Time and again, it's been proven that what the Greeks and Italians eat is truly brain food. The Mediterranean diet can help save your brain from memory deterioration and dementia. So include green leafy vegetables, fish, fruits, nuts, legumes, olive oil and a little vino. Also, use a lot of vinegar, as this wonder food arrests memory decline.

Weighty matters

Obese and overweight people have less brain tissue, thus upping the risk of Alzheimer's. It's better if you tackle the early signs of weight gain, when you are young or middle-aged that is. Also, watch out for unexplained weight loss after 60 as it may be a sign of Alzheimer's.

Choco therapy

Cocoa, the main ingredient in chocolate, has sky-high concentrations of antioxidants called flavanols, which possess strong heart and brain-protecting properties.

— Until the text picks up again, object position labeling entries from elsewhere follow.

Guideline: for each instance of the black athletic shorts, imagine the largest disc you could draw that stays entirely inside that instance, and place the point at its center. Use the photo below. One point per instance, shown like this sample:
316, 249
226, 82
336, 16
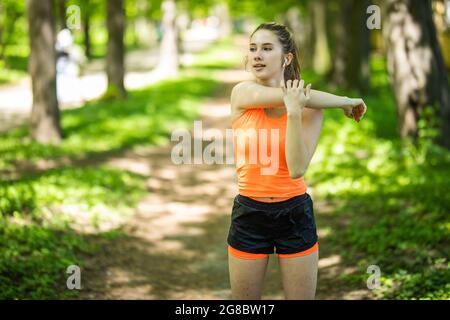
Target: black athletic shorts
258, 227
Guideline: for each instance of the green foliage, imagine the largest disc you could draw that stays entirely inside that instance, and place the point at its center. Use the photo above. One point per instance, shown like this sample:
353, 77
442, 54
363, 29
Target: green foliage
49, 218
392, 197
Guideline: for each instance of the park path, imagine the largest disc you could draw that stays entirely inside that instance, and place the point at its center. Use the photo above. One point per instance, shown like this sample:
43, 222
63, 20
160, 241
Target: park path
175, 245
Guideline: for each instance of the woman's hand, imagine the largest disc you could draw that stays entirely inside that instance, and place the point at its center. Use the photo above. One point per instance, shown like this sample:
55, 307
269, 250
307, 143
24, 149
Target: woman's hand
295, 96
355, 109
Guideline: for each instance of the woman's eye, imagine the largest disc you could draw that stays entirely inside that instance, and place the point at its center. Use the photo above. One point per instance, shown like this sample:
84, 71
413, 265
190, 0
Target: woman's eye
267, 49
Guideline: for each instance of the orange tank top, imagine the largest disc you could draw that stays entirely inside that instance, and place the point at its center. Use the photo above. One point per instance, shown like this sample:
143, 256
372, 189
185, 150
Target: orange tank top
259, 155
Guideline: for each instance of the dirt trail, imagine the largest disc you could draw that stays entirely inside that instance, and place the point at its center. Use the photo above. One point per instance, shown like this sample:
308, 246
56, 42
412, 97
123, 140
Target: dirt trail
175, 247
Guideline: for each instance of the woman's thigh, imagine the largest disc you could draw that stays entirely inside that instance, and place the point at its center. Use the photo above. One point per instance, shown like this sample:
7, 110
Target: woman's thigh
247, 277
299, 276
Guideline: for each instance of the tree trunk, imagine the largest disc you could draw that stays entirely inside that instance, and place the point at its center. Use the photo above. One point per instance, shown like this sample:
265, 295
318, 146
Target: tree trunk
86, 29
45, 122
115, 56
351, 68
168, 62
415, 66
62, 14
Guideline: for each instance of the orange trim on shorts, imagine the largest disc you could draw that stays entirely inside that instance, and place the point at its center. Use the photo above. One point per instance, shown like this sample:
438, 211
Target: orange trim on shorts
271, 201
245, 255
314, 248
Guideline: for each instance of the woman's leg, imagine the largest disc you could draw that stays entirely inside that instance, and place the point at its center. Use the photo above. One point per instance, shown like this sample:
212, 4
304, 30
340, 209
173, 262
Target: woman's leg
299, 276
247, 277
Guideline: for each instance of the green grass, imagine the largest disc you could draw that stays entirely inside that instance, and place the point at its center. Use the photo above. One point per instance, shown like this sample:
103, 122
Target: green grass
392, 198
50, 218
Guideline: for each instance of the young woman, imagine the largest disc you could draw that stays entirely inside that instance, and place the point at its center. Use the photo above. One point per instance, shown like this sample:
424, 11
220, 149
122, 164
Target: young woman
273, 210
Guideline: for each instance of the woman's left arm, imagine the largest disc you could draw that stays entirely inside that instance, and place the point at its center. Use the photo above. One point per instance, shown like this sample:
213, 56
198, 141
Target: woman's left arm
352, 107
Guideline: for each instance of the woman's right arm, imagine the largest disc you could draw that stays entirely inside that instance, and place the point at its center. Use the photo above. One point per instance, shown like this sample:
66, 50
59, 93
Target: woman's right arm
249, 94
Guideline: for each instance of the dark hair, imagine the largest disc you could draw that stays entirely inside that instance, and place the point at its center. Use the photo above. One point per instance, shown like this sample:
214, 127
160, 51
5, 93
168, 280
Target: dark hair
286, 39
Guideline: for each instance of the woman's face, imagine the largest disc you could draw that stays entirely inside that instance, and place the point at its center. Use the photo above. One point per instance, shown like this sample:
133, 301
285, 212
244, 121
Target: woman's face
265, 55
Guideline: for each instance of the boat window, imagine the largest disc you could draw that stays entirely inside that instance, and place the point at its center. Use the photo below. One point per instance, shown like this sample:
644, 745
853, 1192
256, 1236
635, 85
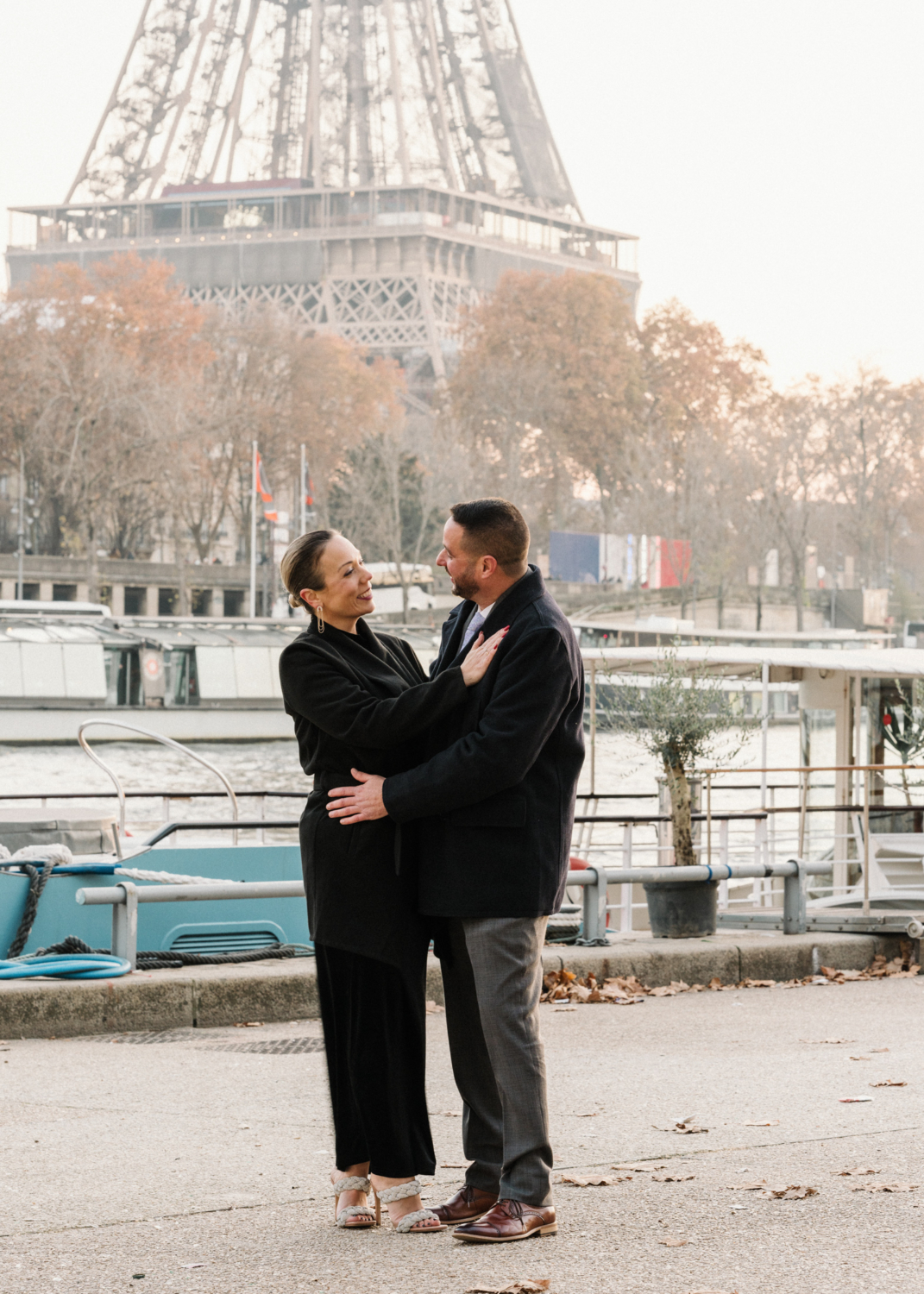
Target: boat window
123, 677
183, 685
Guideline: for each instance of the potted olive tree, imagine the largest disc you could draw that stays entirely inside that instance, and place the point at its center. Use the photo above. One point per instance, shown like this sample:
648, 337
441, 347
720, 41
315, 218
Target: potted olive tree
682, 717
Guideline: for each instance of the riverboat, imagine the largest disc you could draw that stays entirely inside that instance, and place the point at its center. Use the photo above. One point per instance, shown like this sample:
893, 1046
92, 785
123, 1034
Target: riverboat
193, 678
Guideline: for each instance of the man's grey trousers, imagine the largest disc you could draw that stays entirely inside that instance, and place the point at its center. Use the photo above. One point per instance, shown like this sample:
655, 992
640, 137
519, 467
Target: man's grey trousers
493, 983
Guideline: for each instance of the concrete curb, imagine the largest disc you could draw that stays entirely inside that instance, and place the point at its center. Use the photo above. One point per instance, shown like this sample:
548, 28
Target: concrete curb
204, 996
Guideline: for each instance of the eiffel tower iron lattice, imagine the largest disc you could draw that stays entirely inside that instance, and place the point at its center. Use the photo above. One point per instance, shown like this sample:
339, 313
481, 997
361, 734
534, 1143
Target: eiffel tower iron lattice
369, 165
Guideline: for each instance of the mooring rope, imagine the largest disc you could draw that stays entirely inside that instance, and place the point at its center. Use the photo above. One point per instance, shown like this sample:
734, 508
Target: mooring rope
170, 960
60, 856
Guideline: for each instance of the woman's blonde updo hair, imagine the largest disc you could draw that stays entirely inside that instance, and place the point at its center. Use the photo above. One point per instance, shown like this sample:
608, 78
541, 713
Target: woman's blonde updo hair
300, 566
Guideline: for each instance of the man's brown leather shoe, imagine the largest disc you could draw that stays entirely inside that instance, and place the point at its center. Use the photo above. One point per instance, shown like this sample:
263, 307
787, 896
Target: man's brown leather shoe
509, 1219
466, 1205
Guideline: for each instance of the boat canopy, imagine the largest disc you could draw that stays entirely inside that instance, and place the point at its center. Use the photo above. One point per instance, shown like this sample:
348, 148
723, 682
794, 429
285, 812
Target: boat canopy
786, 664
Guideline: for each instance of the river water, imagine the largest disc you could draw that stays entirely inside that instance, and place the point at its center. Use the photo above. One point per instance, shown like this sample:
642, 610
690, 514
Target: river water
255, 766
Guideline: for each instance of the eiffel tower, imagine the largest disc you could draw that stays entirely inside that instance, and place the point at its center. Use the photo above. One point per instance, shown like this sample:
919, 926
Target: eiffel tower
369, 165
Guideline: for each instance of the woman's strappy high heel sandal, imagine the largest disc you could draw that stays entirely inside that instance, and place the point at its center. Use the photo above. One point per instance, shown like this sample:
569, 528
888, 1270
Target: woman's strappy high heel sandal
361, 1211
405, 1226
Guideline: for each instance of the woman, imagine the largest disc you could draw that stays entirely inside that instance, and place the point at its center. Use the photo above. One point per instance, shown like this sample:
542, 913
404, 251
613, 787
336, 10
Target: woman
359, 700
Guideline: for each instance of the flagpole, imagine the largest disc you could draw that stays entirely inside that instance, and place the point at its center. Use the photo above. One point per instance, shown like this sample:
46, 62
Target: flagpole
253, 535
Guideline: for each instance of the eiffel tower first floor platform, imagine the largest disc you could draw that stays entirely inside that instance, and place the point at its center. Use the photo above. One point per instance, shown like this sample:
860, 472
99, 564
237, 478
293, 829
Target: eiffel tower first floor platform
387, 268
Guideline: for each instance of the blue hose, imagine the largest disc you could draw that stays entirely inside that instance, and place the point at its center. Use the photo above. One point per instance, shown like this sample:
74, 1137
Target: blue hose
85, 965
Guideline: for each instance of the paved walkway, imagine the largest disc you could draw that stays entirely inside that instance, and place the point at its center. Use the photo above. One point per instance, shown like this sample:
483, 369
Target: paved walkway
201, 1159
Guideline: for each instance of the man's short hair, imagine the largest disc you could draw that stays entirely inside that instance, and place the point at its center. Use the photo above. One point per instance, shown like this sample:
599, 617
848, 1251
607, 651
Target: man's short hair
493, 528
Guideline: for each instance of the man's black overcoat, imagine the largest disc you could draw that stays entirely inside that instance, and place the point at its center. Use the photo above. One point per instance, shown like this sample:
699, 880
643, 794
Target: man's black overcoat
360, 701
496, 796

Drinking cocoa powder increases blood flow to the brain and it has twice as many flavanols as dark chocolate.

Coffee, tea and wine

Coffee helps block the ill-effects of cholesterol in the brain and cuts the risks of stroke and diabetes, all promoters of dementia. Tea, black and green tea preferably, stalls the cognitive loss that precedes Alzheimer's. Wine raises good cholesterol which helps ward off dementia.

Spot early signs

Memory problems are not the first clue. You may notice a decline in depth perception or you may misjudge the distance while walking across the street. Doing a jigsaw puzzle or reading a map may seem confusing or you may lose your sense of smell. The earlier you catch the signs, the better you can adapt your lifestyle to tackle it.

Sleep like an angel

Sleep deficiency is toxic to brain cells and it has surprising powers to protect your brain against memory loss and Alzheimer's. A healthy sleep pattern, of at least seven hours a day, helps manipulate levels of the dreaded brain toxin peptide beta-amyloid, a prime instigator of Alzheimer's.